BMO Short List

The required numbers are all even positive integers alone. Indeed, if $n$ is even, then let $a=n^2/2-1$ and $b=n^2/2+1$, to check that $\frac{a^2+n^2}{b^2-n^2}=\frac{n^4/4+1}{n^4/4+1}=1$.

Suppose now that such $a$ and $b$ exist for some positive odd integer $n$. Notice that we may and will assume $\text{gcd}(n,a,b)=1$. Note also that $n^2\equiv 1(\mathrm{mod}4)$. If $b$ is odd, then $b^2-n^2$ is divisible by $4$, and hence so is $a^2+n^2$. Since $n$ is odd, $a^2+1$ is therefore divisible by $4$, which is impossible. Thus, $b$ must be even.
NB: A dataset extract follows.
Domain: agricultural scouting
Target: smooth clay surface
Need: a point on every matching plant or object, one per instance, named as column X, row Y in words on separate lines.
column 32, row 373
Then $b^2-n^2\equiv 3(\mathrm{mod}4)$, so $b^2-n^2$ has a prime factor $p\equiv 3(\mathrm{mod}4)$. Then $a^2+n^2$ is divisible by $p$, and it follows that so are both $a$ and $n$, since $p\equiv 3(\mathrm{mod}4)$. On the other hand, since $n$ and $b^2-n^2$ are both divisible by $p$, so is $b$. Consequently, $a$, $b$ and $n$ are all divisible by $p$, contradicting the assumption $\text{gcd}(n,a,b)=1$.